• Venezuela Tortured and 'suicided': the horrors of Chavismo in the prisons of the cruel dictatorship

The Pre-Trial Chamber of the International Criminal Court (ICC) has decided that the Office of the Prosecutor of the Court will resume its investigation into crimes against humanity in Venezuela. The investigation was suspended since April last year thanks to an appeal filed by the Bolivarian revolution, which claimed to have undertaken the investigation of the crimes.

The request of the prosecutor Karim Khan, made in November of last year, and the testimonies of 1,875 victims of Chavismo have weighed more than the observations of the Venezuelan officialdom, reiterated to Khan himself in early June during the start-up of an office of the Prosecutor's Office in Caracas.

"The Chamber concluded that while Venezuela is taking some investigative measures, its domestic criminal proceedings do not sufficiently reflect the scope of the investigation envisaged by the Office of the Prosecutor. The focus generally seems to be on direct and/or lower-level perpetrators," argued the ICC, which has also defined as "inexplicable" the periods of investigative inactivity. "They do not reflect the scope of the case," they concluded in the report.

This process began in 2018 thanks to the initiative of Argentina, Canada, Colombia, Chile, Paraguay and Peru. The decision, received with euphoria by human rights and civil society organizations in Venezuela, was made public a day after the International Day in Support of Victims of Torture, precisely one of the crimes against humanity investigated along with extra-summary executions, forced disappearances, arbitrary detentions and rape.

"It is a historic step towards justice," reacted the NGO Provea, while Delsa Solórzano, candidate for the opposition primaries, said that it was a new triumph for the victims and "a new setback for the dictatorship."

"Bravo, Venezuela. We are moving forward!" said Tamara Suju, director of the Casla Institute for Human Rights, whose testimony to the ICC reflects how torture is systematically applied not only in the headquarters of the General Directorate of Criminal Counterintelligence (DGCIM) and the Bolivarian Intelligence Service (SEBIN), but also in clandestine detention centers.

One of the Chavista leaders who is most singled out for the continuation of the investigations is the head of the Public Ministry, Tarek William Saab, "key for his incoherent reports, without demonstrable data, for the paralysis of the files, the disorder and lack of attention to the victims. They have been fundamental elements for international justice to advance," said former prosecutor Zair Mundaray, exiled today in Colombia.

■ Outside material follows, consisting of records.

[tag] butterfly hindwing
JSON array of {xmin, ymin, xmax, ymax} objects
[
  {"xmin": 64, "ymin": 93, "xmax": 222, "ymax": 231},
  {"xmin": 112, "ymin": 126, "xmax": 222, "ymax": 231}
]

"We must evaluate what position the Maduro government will adopt in the face of the ICC's decision. Rhetorically he has been preparing to dismiss the process as politically biased, but days ago he signed an agreement for the Prosecutor's Office of the Court to open an office in Caracas," warned internationalist Mariano de Alba, senior advisor at the Crisis Group.

Chavismo and its propaganda apparatus have viciously criticized Khan, after he assured that Chavista forces had subjected the civilian population to a "systematic attack". "Prejudiced vision that instrumentalizes justice and human rights for political purposes" that of the prosecutor, according to the government of Caracas, who also endorsed "the fallacies of the media and geopolitical aggression launched to accuse Venezuela of alleged crimes against humanity that have never occurred."

Prosecutor Khan has become the big stone in Maduro's shoe amid the whitewashing operation launched by his main allies, with Brazilian President Lula da Silva and Colombian President Gustavo Petro at the helm.